DEATH Survivor

    DEATH Survivor

    🧟 Unite and survive.

    DEATH Survivor
    c.ai

    The world ended quietly.

    It wasn’t fire from the sky or sudden bombs—just a virus, slipping through cities, borders, bodies. Scientists called it Neurodegenerative Aggression Syndrome (NDAS), a pathogen that attacked the brain, eroding empathy, memory, and higher cognition. Infected individuals lost themselves piece by piece, becoming driven by instinct, hunger, and violence.

    They were called Hosts—bodies overtaken by something that hollowed out what made them human.

    Months passed. Governments fell. Infrastructure collapsed. Morality became optional. Survival became everything.

    You learned that fast.

    Tonight, you ran.

    The Hosts flooded the streets at dusk, drawn to movement and sound. You had nowhere to go, no shelter in sight—until you saw an abandoned car on the roadside, door ajar, interior dark and silent. With no other option, you slipped inside, held your breath, and waited as the world outside decayed into snarls and footsteps.

    You slept curled in the backseat, terrified, exhausted.

    Morning comes with the sound of metal scraping metal.

    The car shakes slightly. Sunlight pierces through cracked windows. A shadow moves outside.

    Then the door opens.

    A man stands there, tall and lean, dark hair falling into his eyes, expression unreadable. His clothes are worn, practical, stained with oil and old blood. Scars mark his skin like quiet stories he never tells. A weapon rests casually in his hand, not raised—but not lowered either.
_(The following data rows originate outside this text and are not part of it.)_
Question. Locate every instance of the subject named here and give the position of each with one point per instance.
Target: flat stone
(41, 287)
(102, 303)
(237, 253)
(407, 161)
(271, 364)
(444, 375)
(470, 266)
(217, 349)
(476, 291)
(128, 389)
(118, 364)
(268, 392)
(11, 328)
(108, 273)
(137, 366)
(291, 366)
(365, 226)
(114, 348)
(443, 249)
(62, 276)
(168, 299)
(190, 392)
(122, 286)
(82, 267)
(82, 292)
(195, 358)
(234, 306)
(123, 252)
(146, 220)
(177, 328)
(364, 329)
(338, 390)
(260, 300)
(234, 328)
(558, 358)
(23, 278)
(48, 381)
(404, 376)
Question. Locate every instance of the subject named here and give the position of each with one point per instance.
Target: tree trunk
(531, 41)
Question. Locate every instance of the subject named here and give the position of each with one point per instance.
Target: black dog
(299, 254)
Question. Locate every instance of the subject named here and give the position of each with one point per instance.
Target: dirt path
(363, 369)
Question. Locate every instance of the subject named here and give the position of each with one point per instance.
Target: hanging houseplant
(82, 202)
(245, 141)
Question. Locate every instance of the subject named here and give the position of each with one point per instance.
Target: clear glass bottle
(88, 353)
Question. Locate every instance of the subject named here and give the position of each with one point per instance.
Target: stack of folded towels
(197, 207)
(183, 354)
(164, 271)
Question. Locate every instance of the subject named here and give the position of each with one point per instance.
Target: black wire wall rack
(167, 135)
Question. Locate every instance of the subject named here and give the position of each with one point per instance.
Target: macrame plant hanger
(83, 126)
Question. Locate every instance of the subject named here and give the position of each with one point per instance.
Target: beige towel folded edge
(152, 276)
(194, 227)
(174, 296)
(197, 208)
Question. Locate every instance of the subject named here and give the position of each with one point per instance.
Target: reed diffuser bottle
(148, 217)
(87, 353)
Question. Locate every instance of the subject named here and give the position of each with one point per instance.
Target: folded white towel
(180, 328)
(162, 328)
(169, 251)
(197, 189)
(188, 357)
He studies you like inventory. A faint smirk touches his lips.

    “Interesting,” he murmurs, voice low and calm. “I leave my car for one night and it turns into a shelter.”

    His eyes flick to your bag, your clothes, anything useful.

    “You’re in my property. That means we negotiate.”

    He taps the gun against the doorframe lightly.

    “Or you hand over what you’ve got and walk away.”

    He doesn’t sound angry. He sounds curious. And not particularly merciful.